Dirjenpas Kunjungi Petugas Lapas Nabire yang Terluka Akibat Serangan Warga Binaan

Nabire, Actanews.id – Direktur Jenderal Pemasyarakatan (Dirjenpas) Kementerian Hukum dan HAM, Mashudi, langsung mengunjungi tiga petugas Lapas Nabire yang menjadi korban penyerangan oleh warga binaan. Kunjungan dilakukan setibanya di Nabire pada Selasa (3/6), sebagai bentuk empati dan dukungan atas dedikasi para petugas dalam menjaga keamanan lapas.

“Dua orang baru saja menjalani operasi dan satu lagi sedang menjalani rawat jalan. Mohon doanya,” ujar Mashudi usai berbincang dengan para korban di Rumah Sakit Umum Daerah (RSUD) Nabire.

Salah satu korban yang kini menjalani rawat jalan adalah petugas pengamanan. Dirjenpas menyampaikan bahwa kondisi yang bersangkutan sudah berangsur membaik. Sementara itu, dua korban lainnya – komandan jaga dan kepala seksi keamanan dan ketertiban – menderita luka cukup serius akibat sabetan senjata tajam saat mencoba mengendalikan gangguan keamanan yang terjadi di dalam lapas.

“Begitu mereka bisa dibesuk pasca operasi, saya akan kembali mengunjungi. Kami pastikan dukungan penuh untuk para anggota kami yang terluka,” tegas Mashudi.

Dalam kesempatan itu, Dirjenpas juga menyerahkan bantuan dana kepada ketiga petugas sebagai bentuk perhatian dan kepedulian dari Kementerian Hukum dan HAM. Bantuan tersebut berasal langsung dari Menteri Hukum dan HAM Bidang Imigrasi dan Pemasyarakatan, Komjen Pol. (Purn) Agus Andrianto.

“Ini adalah bentuk perhatian dan penghargaan atas kerja keras mereka dalam menjaga keamanan dan ketertiban,” kata Mashudi.

Menteri Agus Andrianto bahkan sempat menyampaikan dukungan langsung melalui panggilan video kepada petugas yang terluka.
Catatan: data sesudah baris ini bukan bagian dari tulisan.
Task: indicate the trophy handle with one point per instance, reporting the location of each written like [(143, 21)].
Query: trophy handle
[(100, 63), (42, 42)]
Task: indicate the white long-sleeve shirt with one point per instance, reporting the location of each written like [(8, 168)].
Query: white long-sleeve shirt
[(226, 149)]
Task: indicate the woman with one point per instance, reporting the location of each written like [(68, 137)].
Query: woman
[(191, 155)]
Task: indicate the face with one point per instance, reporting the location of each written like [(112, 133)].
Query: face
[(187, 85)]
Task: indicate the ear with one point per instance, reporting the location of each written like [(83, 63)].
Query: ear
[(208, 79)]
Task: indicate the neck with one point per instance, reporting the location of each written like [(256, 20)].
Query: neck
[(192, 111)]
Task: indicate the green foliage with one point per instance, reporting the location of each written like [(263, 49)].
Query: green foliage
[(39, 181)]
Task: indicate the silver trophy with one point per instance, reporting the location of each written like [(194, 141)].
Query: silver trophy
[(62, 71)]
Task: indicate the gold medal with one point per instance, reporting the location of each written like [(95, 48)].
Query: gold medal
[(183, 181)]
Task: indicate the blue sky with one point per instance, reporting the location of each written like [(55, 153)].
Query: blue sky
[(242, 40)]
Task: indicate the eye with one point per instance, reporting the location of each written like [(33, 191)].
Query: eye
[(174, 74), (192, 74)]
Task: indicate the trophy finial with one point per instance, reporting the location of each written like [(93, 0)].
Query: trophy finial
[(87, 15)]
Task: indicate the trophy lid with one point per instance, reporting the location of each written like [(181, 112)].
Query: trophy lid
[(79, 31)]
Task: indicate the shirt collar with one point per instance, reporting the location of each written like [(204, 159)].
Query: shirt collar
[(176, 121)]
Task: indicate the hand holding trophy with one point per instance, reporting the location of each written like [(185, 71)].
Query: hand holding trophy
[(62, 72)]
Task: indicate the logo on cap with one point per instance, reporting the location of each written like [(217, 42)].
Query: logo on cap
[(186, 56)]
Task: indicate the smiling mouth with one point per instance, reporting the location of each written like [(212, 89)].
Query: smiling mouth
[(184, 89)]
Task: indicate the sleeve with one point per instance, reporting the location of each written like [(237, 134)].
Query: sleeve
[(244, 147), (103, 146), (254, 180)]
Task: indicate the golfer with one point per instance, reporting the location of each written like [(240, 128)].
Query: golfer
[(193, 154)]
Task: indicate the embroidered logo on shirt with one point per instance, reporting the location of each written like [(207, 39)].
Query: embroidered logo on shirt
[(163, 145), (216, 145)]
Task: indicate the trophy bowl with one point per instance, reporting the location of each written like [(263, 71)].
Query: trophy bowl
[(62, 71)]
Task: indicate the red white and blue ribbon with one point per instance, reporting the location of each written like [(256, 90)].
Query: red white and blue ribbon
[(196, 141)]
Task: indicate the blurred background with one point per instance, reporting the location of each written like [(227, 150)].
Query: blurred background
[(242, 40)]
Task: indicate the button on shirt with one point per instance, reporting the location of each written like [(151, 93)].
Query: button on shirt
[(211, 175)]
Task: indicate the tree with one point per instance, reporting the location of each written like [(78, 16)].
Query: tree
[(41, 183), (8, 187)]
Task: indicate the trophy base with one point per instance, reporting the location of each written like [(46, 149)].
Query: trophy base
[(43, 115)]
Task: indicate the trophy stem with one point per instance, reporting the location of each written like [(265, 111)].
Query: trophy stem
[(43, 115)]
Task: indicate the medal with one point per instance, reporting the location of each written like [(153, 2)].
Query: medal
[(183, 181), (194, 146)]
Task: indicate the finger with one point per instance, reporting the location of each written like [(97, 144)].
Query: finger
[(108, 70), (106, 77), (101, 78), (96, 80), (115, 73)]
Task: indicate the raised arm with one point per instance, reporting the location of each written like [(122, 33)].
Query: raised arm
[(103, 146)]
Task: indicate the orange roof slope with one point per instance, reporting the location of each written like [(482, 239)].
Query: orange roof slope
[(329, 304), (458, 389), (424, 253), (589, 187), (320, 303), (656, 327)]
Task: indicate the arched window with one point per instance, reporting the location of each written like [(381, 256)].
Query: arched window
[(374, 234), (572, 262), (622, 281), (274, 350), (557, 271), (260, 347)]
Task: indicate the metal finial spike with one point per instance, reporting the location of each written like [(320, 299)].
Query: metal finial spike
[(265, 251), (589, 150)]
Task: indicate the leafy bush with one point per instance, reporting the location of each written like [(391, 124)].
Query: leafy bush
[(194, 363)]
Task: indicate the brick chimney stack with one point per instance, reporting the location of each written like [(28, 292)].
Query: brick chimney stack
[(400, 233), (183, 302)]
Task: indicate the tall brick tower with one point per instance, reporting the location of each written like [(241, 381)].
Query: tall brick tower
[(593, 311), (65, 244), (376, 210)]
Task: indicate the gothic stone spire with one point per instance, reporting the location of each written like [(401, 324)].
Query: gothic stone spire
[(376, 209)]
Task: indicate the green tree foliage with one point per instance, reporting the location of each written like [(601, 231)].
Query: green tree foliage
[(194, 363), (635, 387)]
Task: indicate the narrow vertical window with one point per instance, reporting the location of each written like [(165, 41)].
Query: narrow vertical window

Usai dari rumah sakit, Dirjenpas melanjutkan kunjungan ke Lapas Nabire bersama Kapolda dan Wakapolda Papua Tengah, serta Direktur Kepatuhan Internal dan Direktur Perawatan Kesehatan Ditjenpas. Dalam arahannya kepada jajaran petugas, Mashudi menekankan pentingnya menjalankan tugas pemasyarakatan secara profesional dan penuh integritas.

“Tugas sebagai petugas pemasyarakatan adalah tugas mulia. Laksanakan dengan penuh kesungguhan, sesuai aturan, dan perkuat koordinasi dengan seluruh pemangku kepentingan, mulai dari Polda, Polres, Kodim, Brimob, hingga mitra lainnya,” pesannya.

Mashudi juga menyoroti pentingnya peningkatan kapasitas SDM melalui pelatihan-pelatihan untuk petugas pemasyarakatan guna menghadapi dinamika kerja yang semakin kompleks.

Dirjenpas melanjutkan koordinasi dengan berbagai pihak, termasuk kunjungan ke Korem Nabire, guna memastikan keamanan dan kondusivitas Lapas Nabire yang kini telah berhasil dikendalikan.

Sementara itu, pencarian terhadap narapidana yang melarikan diri masih terus dilakukan melalui kerja sama intensif antara Lapas dan Polres Nabire.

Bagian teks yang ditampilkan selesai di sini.